The song serves also as a helpful reminder, tools are tools. We can distract ourselves endlessly with social media. We can fall into terrible traps (imposter syndrome, excess consumerism, smartphone addiction, brainwashed troll polarization).
& we can also discover beautiful little nooks, cozy and reassuring, with kind-hearted people creating helpful things to remind us, “You’re Gonna Be Okay.”
We sing:
It is loud in my mind today /
I’m jumbled up, I cannot think straight /
No matter how many steps I take /
Everything feels so far away /
So I’ll pop out my chest /
Take a deep breath /
I’m gonna be OK /
Yes, it’s loud in my mind /
I’ll take my time /
I’m going to be OK /
Something Fun
Once upon a time, there lived a man named Roy, born into a weathly Jewish family just outside NYC. He was orphaned at the age of 12 and moved to Paris at 20. He stayed there for five years painting, visiting museums and making new friends.
Then he learned, reading a biography of a famous artist (now-dead), that the artist had lived in poverty while alive, even though today his name is known the world around! (That artist was Vincent Van Gogh.)
Roy decided that he would use money to support artists during their lifetimes.

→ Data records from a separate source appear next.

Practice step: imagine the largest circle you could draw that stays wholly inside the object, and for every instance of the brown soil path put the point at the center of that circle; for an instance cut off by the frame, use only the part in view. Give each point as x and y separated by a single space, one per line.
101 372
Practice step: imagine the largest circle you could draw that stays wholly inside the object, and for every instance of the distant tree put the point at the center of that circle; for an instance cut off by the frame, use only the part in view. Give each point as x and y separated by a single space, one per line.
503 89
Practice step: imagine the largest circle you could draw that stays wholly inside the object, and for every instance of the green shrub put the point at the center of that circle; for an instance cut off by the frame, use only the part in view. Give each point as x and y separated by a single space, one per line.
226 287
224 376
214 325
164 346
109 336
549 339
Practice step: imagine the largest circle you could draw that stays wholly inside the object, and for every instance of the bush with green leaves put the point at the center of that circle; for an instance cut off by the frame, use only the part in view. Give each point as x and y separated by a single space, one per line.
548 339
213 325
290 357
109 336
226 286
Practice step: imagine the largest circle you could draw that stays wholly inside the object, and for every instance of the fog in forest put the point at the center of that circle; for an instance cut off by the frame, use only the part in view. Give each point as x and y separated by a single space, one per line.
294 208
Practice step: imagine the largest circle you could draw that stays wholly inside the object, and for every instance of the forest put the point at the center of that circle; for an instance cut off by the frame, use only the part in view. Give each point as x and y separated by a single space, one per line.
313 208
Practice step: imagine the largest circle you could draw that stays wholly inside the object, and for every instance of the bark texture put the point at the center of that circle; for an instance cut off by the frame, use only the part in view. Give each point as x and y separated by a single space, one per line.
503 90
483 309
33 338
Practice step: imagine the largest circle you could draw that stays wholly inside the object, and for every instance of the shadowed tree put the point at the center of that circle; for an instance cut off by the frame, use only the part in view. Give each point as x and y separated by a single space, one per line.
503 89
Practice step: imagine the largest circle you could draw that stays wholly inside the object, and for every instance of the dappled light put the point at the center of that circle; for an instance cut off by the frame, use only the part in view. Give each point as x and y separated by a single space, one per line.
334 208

He returned to NYC and even though the stock market crashed, he played it smart, rode the waves, made a fortune, and then started buying the paintings of living artists, promoting them to museums and art dealers, and … thanks to him, modern art bloomed (and the artists lived well too).
Roy died at the ripe old age of 107, having truly made the world more colorful. Thanks, Neuberger!
Something to Practice
What if you were to save $50 a month for one year,
then donate or invest that money ($600 at that point)
into something you really really care about?
How would you feel afterwards? Can you imagine how you would feel?